In clinical work, meniscectomy patients often state that their knees are unstable. This is not necessarily due to increased knee joint laxity, but might be caused by altered lower-extremity muscle strength and neuromuscular control (45). Interestingly, patients with meniscus injury or anterior cruciate ligament deficiency show similar self-reported scores for instability (24). In the present study, the 1-leg hop test in the operated leg and the nonoperated leg correlated strongly with thigh muscle strength, indicating that strength is an important factor for achieving a good hop length. The functional performance test results had a wide range. Some patients performed better on the operated leg than on the nonoperated leg. Leg dominance may have played a role, but because only one-third of the patients could state which leg was the dominant leg, separate analyses with respect to leg dominance were not possible. Based on our results, the 1-leg rising and 1-leg hop tests seem suitable to assess functional performance in middle-aged meniscectomy patients. Both tests are feasible, as they require minimal equipment.
A limitation of our study is the lack of a healthy control group. We chose to use the contralateral leg as a reference leg, well aware of the discussion about this procedure in the literature (5, 22, 27). Changes in joint cartilage metabolism in both injured and uninjured knees have also been demonstrated after unilateral knee injury (46). However, the difference between a healthy control group and our study group would probably have been bigger than that between the operated leg and contralateral leg in the same individual. Another limitation is the relatively small study group. However, this is compensated for by a rather homogeneous study group (middle age, isolated meniscal injury, degenerative tear, partial resection) and the combination of objective and patient-relevant outcome measures. The patients were not familiar with isokinetic testing before the study, but they were allowed to practice before measurements were obtained and they consistently started the test with the nonoperated leg. If a training effect did occur, this would have been to the advantage of the operated leg and would have resulted in a smaller deficit.

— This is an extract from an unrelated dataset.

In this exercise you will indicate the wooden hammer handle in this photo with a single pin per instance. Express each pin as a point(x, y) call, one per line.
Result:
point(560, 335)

Pain may affect the results in isokinetic testing by reflexive inhibition of muscles (37). In the study group, 4 patients experienced pain in the operated knee during this test. Subgroup analyses, comparing groups with or without pain during tests, did not show any differences between patients with or without pain regarding knee extensor deficits.
In summary, the present study demonstrated that 4 years after meniscectomy, patients had reduced quadriceps strength in the operated leg compared with the nonoperated leg. We conclude that this relative quadriceps weakness significantly affects objective and self-reported knee function, pain, and quality of life, indicating the importance of restoring muscle function after meniscectomy in middle-aged patients.